In terms of our original indices this $\displaystyle \implies f(a, b) = \sum_{i=0}^{a-1}\binom{b-1}{i}2^i \tag{1}$

This expression holds for all values of $a, b$. As a partial sum of the binomial series, I am not sure if you will find a closed expression for this sum over the entire domain (at least unless you use the hypergeometric function as Mathematica suggests $3^{b-1}-2^a \binom{b-1}{a}\cdot {}_2F_1(1,1+a-b,1+a,-2)$)

Note for $a\ge b$, the last expression (or the sum in $(1)$) reduces to $3^{b-1}$.

Answer 2

If $a>b$, you can put $f(a,b)=3^{b-1}$.

I came up with this solution by copying an approach I use in the "one-variable" case. You can replace $f(a,b)$ with $x^ay^b$ and you work out the algebra, the expression $x^ay^b=x^ay^{b-1}+2x^{a-1}y^{b-1}$ gives you that $xy=x+2$ and the edge conditions are $x^a y=1$, $x y^b=1$ so that, when $a>b$ you have $x^ay^b= (xy)^{b-1}x^{a-b+1}y=(x+2)^{b-1}$. Since $xy=1$, you get $x=x (xy) = x^2 y = 1$. Putting that in the previous expression you get $f(a,b)=3^{b-1}$.

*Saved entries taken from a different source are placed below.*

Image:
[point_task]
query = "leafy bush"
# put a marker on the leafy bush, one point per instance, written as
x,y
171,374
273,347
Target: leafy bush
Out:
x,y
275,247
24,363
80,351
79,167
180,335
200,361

Of course this is not a rigorous approach, but you can try if the solution you get satisfies the recurrence and this is the case in this example.

Answer 3

This is really just a long comment, but it might help. Quimey is quite right that $f(a,b)=3^{b-1}$ if $a\gt b$ (actually if $a\ge b$). For fixed $a$, the sequences are

$$\begin{align} &1,1,1,1,1,1,\ldots\\ &1,3,5,7,9,11,\ldots\\ &1,3,9,19,33,51,73,\ldots\\ &1,3,9,27,65,131,\ldots\\ &1,3,9,27,81,211,\ldots\\ \end{align}$$

The first two non-obvious of these are A058331 and A161712 in the OEIS. The final one does not appear there (yet).